Wednesday, January 14, 2015

Govt not to sell family jewels at lower prices; May rethink CIL, ONGC stake sale

FM Jaitley with selected PSU heads in New Delhi on Jan 13.
KEEPING in mind the recent fall in the share prices of PSU Maharatna companies Coal India Ltd (CIL) and Oil and Natural Gas Corporation (ONGC), the finance ministry may reconsider ts plans of selling stake in these companies, said a media reports.
A dilution of 10 percent stake in CIL and five per cent in ONGC will fetch the government Rs 37,500 crore as the prices of the two "family jewels" have seen a slide off late.
This may lead to disinvestment proceeds falling...
short of the budgeted target of Rs 43,425 crore, the reports said a part of the shortfall would be made good through disinvestment in some other PSUs, some of which weren’t in the original road map for FY15. This could help fetch the government about Rs 20,000 crore.
Speaking at the Vibrant Gujarat summit on January 12, finance minister Arun Jaitley had said disinvestment would pick up pace in the last three months of the financial year. Government stake would be sold in more than one company, he had added.
“We are considering a plan for the rest of the year, which might not feature either CIL or ONGC, if prices stay around the current levels,” a senior finance ministry official was quoted as saying in a leading daily.
 The new plan could include sale of stake in Power Finance Corporation (PFC), Rural Electrification Corporation (REC) and NHPC, besides Nalco, Hindustan Copper and NMDC.
Other PSUs where the Centre has more than 75 percent stake may also be considered for divestment.
However, the ministry would go ahead with its plan of disinvestment in CIL and ONGC if the stocks of these companies rose by early March.
A final call on cancelling the two mega stake sales will have to be taken by Jaitley. Given the government’s tough fiscal deficit target and an expected shortfall of Rs 1.05 lakh crore in tax revenue, it seems unlikely that the finance minister will be willing to forego the stake sale in CIL and ONGC.
The finance ministry is seeking Cabinet nod for divestment in Nalco, DCI, NMDC among others.

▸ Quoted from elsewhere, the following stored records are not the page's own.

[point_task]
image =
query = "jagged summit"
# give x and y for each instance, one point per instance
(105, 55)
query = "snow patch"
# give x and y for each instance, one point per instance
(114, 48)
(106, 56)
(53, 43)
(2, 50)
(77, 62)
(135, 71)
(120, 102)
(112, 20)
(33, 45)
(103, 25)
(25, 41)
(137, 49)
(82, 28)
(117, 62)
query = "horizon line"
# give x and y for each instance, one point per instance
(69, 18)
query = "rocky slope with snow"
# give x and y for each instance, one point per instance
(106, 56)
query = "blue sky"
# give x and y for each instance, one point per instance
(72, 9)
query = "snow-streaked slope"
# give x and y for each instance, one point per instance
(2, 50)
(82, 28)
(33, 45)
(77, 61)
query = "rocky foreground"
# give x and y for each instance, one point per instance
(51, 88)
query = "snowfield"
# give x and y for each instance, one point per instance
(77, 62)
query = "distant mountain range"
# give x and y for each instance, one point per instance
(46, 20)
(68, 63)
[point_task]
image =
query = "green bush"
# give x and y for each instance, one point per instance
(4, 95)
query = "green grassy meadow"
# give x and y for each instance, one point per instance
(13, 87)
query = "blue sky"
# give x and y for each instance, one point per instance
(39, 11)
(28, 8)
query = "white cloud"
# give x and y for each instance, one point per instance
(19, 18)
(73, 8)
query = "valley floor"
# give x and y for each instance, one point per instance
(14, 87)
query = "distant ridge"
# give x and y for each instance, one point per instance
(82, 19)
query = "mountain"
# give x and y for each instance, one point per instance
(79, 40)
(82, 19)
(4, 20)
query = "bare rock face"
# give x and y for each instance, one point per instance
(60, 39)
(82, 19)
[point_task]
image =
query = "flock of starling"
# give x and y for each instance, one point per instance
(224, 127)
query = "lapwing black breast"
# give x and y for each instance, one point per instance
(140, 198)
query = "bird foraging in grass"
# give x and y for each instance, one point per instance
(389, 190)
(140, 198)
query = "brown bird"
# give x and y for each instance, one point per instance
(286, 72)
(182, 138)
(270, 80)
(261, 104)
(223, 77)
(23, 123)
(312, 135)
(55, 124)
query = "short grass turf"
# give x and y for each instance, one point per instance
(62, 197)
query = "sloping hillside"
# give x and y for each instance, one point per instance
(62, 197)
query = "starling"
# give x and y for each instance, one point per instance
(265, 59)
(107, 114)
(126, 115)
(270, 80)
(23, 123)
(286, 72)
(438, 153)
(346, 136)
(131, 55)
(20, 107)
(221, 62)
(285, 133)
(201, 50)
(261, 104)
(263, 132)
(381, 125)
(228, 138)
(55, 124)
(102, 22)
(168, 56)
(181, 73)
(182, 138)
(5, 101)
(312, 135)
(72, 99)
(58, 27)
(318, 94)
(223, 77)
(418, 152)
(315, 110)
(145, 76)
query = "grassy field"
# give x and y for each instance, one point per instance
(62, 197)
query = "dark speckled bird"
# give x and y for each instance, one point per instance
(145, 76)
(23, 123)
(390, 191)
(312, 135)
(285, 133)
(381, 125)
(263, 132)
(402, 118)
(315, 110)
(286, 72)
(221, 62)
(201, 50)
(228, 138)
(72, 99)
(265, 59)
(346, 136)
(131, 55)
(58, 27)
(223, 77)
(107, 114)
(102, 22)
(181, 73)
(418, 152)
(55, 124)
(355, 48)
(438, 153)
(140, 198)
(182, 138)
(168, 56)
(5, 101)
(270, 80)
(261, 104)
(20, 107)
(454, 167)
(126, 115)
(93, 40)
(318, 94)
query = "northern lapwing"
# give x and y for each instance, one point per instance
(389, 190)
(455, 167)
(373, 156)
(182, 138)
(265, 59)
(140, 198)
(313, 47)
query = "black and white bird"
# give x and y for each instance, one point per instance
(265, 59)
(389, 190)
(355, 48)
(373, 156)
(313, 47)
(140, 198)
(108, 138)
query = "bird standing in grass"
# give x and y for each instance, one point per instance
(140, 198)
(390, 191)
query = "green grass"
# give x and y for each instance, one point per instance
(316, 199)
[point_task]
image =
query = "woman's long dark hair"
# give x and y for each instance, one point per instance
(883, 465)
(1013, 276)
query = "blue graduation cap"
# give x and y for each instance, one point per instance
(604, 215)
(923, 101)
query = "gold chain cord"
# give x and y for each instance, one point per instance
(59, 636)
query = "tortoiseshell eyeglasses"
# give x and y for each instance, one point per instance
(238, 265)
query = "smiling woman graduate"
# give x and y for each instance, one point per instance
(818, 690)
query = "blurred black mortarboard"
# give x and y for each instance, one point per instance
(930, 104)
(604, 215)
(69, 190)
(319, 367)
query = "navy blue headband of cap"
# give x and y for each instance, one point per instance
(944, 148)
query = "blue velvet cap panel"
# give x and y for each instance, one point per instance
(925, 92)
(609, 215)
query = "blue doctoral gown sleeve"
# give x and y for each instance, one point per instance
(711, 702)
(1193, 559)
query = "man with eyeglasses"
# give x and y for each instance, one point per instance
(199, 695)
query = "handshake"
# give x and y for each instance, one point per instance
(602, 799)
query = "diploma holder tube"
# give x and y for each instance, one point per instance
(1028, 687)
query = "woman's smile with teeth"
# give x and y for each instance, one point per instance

On January 13, the ONGC stock closed at Rs 339.65 on BSE, down 28 percent from its 52-week high of Rs 472, while CIL shares closed at Rs 361.45 apiece, down 15 per cent from their 52-week high of Rs 423.85. Both stocks had hit their highs in early June, after which investors began to pull out of these, hoping to buy the stocks cheap when the government issued fresh shares.
Stake sales in the two companies in June would have fetched the Centre about Rs 42,000 crore.
Cabinet approvals for stake sales in NHPC, PFC and REC have already been granted. The disinvestment department hopes to secure approvals for disinvestment in Nalco, NMDC, etc, soon. “This means we will have to move fast on the new companies, in terms of getting approvals and conducting road shows. But we are prepared for that,” the official said.
The government had also planned to sell stake worth at least Rs 15,000 crore in Hindustan Zinc and Balco. It had hoped to mop up about Rs 6,500 crore by selling part of its stake in Axis Bank, ITC, and Larsen & Toubro, through the Specified Undertaking of the Unit Trust of India. Now, both plans seem set to be scrapped, at least for this year.